Passados dois anos desde o ocorrido, poucas pessoas fora um círculo muito limitado de esquerdistas pequeno-burgueses acreditam que houve uma tentativa frustrada de golpe de Estado na ocasião. Ocorre que dessa percepção destoante, temos um desenvolvimento que traz o problema mais impactante para a luta política e que aparece no parágrafo a seguir:
“A história recente de outros países mostra que punições rigorosas a líderes que atentam contra a democracia ajudam a consolidar as bases democráticas, mas também podem gerar polarizações. No caso brasileiro, a eventual prisão de Bolsonaro poderá fortalecer a credibilidade das instituições e enviar uma mensagem clara de que não há espaço para aventuras autoritárias.”

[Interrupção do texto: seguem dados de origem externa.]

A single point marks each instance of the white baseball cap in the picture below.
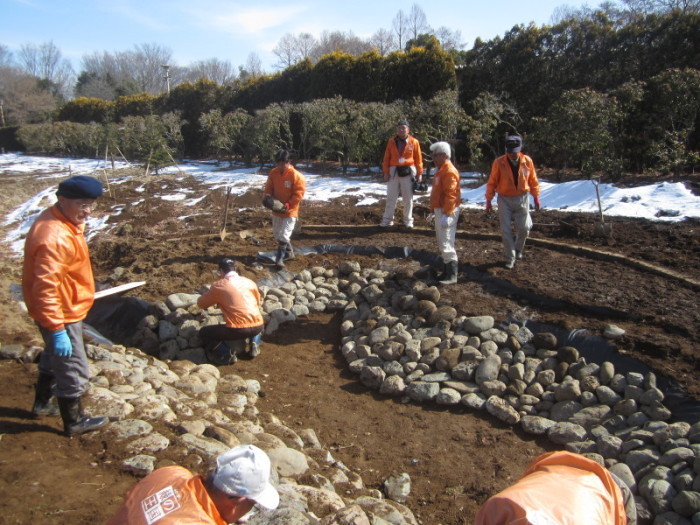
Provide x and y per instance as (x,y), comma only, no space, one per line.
(245,471)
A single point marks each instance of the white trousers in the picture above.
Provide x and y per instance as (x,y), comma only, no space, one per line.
(517,211)
(402,186)
(282,228)
(446,236)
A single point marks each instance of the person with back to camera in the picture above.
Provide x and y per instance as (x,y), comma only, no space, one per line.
(445,198)
(402,163)
(284,190)
(175,496)
(562,488)
(239,300)
(513,176)
(59,290)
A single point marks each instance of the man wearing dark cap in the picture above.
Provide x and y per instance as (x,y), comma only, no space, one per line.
(59,291)
(402,162)
(513,176)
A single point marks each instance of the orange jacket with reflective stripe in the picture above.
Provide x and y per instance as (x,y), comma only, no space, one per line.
(501,179)
(446,193)
(239,300)
(411,155)
(558,487)
(287,187)
(168,496)
(57,280)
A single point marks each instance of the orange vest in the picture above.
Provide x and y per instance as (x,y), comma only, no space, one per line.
(501,179)
(287,187)
(168,496)
(411,155)
(558,487)
(446,193)
(57,280)
(239,300)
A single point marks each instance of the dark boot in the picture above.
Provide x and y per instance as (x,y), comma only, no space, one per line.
(289,252)
(450,276)
(74,422)
(279,257)
(44,402)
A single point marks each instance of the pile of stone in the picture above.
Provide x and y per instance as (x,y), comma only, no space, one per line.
(184,413)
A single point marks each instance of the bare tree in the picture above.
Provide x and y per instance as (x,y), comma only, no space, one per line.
(383,41)
(46,63)
(417,22)
(219,71)
(400,27)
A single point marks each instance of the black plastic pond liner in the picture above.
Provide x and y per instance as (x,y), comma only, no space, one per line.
(115,317)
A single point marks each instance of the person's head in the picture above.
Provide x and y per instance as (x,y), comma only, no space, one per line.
(240,480)
(441,152)
(227,265)
(402,128)
(282,158)
(514,144)
(76,197)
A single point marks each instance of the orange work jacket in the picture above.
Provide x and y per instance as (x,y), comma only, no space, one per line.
(288,186)
(501,179)
(446,193)
(57,280)
(411,155)
(168,496)
(558,487)
(239,300)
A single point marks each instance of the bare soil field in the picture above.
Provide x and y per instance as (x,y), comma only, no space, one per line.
(644,278)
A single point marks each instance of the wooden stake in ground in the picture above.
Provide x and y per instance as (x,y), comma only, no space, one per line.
(223,232)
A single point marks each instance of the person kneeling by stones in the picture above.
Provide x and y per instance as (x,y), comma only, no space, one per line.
(239,300)
(173,495)
(59,290)
(445,198)
(562,487)
(286,186)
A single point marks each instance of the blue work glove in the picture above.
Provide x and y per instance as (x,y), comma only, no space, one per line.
(62,346)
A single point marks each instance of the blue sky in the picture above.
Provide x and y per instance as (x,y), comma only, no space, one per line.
(230,30)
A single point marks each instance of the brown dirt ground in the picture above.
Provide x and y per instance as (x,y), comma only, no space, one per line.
(455,458)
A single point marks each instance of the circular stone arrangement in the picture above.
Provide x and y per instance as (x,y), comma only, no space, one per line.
(401,339)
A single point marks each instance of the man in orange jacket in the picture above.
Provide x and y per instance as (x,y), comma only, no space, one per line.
(239,300)
(175,496)
(445,198)
(59,290)
(513,176)
(562,487)
(402,163)
(288,186)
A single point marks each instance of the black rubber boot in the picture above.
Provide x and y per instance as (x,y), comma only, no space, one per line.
(74,422)
(44,402)
(450,276)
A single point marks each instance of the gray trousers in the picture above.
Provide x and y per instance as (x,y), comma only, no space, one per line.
(517,211)
(71,373)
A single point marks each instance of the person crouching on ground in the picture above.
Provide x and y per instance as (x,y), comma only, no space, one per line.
(239,300)
(403,161)
(445,198)
(513,176)
(173,495)
(59,290)
(288,186)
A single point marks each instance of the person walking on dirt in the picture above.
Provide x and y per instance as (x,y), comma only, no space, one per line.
(286,185)
(174,496)
(239,300)
(59,290)
(402,163)
(513,176)
(562,487)
(445,199)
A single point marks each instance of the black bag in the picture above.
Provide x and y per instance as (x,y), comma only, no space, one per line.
(403,171)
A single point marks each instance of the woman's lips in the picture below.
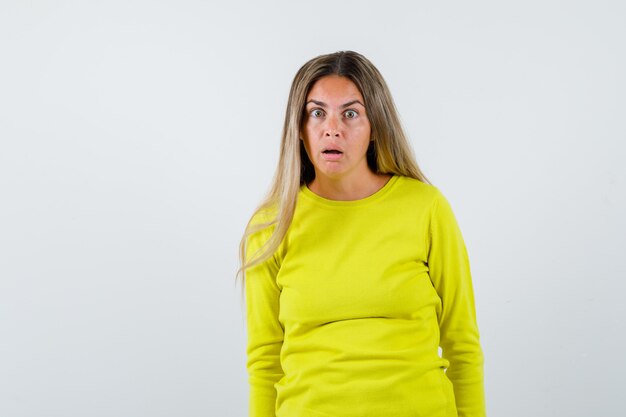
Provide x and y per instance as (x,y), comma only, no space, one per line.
(332,156)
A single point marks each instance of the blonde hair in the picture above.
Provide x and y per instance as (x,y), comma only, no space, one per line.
(389,152)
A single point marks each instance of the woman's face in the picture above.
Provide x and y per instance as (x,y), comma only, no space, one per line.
(335,119)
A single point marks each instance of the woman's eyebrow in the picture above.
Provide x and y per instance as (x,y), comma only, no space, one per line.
(322,104)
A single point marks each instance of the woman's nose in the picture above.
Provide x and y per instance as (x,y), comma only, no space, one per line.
(332,127)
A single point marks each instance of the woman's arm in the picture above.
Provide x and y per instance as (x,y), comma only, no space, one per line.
(265,333)
(449,271)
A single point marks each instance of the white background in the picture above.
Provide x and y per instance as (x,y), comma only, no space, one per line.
(136,137)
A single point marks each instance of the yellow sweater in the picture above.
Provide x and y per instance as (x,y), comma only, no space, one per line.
(346,319)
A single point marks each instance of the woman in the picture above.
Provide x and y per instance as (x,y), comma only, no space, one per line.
(356,272)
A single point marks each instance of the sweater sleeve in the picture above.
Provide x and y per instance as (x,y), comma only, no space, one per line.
(264,331)
(449,270)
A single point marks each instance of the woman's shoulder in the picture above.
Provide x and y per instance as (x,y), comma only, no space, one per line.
(418,189)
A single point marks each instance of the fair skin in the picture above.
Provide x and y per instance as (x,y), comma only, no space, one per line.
(336,118)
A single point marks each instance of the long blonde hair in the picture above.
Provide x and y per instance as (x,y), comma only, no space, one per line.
(388,152)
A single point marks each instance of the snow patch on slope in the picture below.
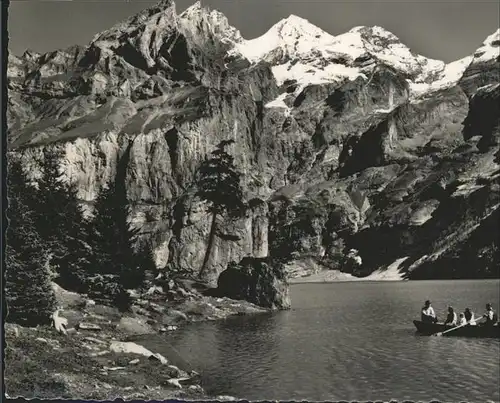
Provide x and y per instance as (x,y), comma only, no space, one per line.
(449,77)
(490,49)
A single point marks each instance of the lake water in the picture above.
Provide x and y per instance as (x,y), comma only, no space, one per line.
(347,341)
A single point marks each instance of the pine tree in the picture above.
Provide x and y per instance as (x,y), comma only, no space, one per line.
(219,184)
(29,295)
(113,239)
(60,223)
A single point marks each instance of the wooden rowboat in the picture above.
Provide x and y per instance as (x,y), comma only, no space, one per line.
(428,329)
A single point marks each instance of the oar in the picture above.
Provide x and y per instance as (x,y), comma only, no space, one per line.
(455,328)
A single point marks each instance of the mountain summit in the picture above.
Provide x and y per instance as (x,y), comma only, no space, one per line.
(354,152)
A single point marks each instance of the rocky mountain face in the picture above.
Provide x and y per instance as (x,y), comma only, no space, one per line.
(345,142)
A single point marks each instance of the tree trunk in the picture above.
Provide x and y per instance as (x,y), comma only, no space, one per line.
(211,238)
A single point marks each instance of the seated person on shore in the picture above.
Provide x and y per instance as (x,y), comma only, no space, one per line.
(469,317)
(490,315)
(451,319)
(428,314)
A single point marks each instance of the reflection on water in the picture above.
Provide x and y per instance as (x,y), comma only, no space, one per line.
(349,341)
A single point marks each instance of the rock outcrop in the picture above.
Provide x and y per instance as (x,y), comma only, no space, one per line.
(346,142)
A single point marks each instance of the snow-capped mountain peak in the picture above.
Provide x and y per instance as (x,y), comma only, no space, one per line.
(199,21)
(291,37)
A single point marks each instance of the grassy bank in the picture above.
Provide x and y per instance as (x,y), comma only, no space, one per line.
(85,363)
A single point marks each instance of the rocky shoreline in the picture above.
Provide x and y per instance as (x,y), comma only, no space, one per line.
(97,360)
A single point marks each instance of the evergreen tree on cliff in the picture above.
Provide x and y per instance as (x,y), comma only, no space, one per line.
(219,184)
(113,239)
(29,295)
(60,223)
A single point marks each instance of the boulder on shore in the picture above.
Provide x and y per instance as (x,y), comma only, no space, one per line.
(261,281)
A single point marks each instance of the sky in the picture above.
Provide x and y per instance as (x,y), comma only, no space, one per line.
(446,30)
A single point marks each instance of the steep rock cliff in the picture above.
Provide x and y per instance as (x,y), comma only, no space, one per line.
(343,142)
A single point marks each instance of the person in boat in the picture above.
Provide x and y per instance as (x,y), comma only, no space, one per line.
(451,319)
(428,314)
(490,316)
(469,316)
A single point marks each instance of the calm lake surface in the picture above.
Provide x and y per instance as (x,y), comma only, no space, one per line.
(347,341)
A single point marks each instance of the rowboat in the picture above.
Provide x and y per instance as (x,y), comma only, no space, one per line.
(428,329)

Mais uma vez, Lins deveria demonstrar o que está dizendo de maneira mais concreta. Ele não o faz e nem poderia, porque a única coisa real (embora problemática para seu argumento) no que diz é o fato de que essa tática radicaliza o campo atingido acontecem.

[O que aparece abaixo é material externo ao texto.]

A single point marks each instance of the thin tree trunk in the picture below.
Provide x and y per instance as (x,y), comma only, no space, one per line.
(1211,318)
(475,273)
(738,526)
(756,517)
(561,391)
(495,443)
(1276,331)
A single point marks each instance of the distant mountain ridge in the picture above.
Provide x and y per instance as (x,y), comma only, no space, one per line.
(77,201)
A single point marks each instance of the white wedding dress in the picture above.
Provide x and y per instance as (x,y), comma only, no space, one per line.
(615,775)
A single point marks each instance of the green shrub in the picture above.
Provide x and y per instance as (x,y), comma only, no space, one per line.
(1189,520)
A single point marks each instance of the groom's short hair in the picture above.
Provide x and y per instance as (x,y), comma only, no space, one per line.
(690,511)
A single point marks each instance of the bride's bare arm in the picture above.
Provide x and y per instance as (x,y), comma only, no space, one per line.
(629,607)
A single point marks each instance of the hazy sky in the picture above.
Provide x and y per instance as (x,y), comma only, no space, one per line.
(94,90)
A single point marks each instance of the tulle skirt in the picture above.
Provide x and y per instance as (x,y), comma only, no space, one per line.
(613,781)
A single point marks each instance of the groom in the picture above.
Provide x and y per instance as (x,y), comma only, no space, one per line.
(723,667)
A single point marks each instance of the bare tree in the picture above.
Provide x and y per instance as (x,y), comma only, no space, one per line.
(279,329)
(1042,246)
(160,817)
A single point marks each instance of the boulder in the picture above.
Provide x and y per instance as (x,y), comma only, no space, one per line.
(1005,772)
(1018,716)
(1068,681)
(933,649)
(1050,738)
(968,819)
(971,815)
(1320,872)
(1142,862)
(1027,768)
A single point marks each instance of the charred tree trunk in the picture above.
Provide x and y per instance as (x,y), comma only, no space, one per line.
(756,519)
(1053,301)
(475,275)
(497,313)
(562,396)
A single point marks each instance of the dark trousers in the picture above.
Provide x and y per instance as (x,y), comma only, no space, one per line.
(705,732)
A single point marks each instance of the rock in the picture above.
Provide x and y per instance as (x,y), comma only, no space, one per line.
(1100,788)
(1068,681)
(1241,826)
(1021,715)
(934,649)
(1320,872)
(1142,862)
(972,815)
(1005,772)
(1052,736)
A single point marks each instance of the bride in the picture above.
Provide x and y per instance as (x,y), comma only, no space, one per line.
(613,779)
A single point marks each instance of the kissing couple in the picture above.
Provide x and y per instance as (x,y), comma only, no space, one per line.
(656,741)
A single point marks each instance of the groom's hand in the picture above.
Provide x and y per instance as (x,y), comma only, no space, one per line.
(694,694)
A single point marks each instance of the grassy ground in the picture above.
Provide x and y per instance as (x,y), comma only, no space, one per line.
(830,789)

Isso já foi positivo para a esquerda, quando o alvo da “punição rigorosa a líderes” era o presidente Lula, que em 2018, teria vencido as eleições presidenciais de dentro da cadeia caso não fosse ilegalmente proscrito da disputa, mas também está no centro da vitoriosa campanha eleitoral do presidente eleito dos EUA, Donald Trump, que ganhou as eleições de levada no país, entre outros motivos, por causa da perseguição sofrida, responsável inclusive por um apoio histórico da população negra norte-americana ao futuro mandatário.
Mesmo no Brasil, tivemos uma demonstração de quão acertada está a tese de Lins, de que uma “eventual prisão de Bolsonaro poderá fortalecer a credibilidade das instituições e enviar uma mensagem clara de que não há espaço para aventuras autoritárias”, observado nas eleições municipais deste ano. Enquanto a direita tradicional e a esquerda conquistaram basicamente os grotões brasileiros (com o PT conquistando apenas uma capital), ao passo que o bolsonarismo governará todas as capitais do Centro-Sul brasileiro, a região mais economicamente mais dinâmica e por isso mesmo, com maior capacidade de influenciar o resto do País.

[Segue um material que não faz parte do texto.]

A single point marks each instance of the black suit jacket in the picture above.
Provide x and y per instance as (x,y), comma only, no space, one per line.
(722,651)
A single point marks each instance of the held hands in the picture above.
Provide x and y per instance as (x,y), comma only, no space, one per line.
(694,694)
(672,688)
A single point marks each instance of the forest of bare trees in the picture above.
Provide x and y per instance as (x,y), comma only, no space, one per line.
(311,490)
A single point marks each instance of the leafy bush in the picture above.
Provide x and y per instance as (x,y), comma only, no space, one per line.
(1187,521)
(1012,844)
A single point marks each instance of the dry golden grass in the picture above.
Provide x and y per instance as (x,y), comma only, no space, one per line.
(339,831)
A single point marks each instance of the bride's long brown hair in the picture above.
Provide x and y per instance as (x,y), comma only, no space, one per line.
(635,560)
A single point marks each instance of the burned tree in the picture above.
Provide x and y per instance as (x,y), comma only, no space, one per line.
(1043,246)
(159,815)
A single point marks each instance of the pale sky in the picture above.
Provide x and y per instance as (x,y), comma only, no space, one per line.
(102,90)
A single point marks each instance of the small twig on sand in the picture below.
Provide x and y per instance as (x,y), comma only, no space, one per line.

“No próximo dia 8 de janeiro de 2026, espera-se que Jair Bolsonaro esteja preso, cumprindo pena por seus crimes contra o Estado Democrático de Direito. Essa data, que já é simbólica, pode marcar não apenas a lembrança de um ataque, mas também a reafirmação de que o Brasil não tolera atentados à democracia. Uma democracia forte é aquela que pune seus transgressores, independentemente de sua posição ou passado. Que esse futuro se concretize como um marco da justiça e da resiliência democrática brasileira.”
Dado o que a realidade do mundo e das eleições municipais brasileiras têm apresentado, se por acaso acontecer de termos um “8 de janeiro de 2026” com Bolsonaro “preso”, a esquerda deve se preparar para uma conjuntura similar a de 2018, porém com uma esquerda desmoralizada e uma extrema direita fortalecida pelo fator “mártir”. Lins e os setores da esquerda que por acaso querem ver Bolsonaro atropelando o País nas eleições de 2026, por outro lado, devem fazer exatamente o que estão fazendo: abandonar completamente a luta política, a mobilização popular e reivindicar a ação do corrupto poder judiciário contra ele e a extrema direita. No Brasil e no mundo, deu certo para a extrema direita até aqui e não há razão para acreditar que será diferente agora.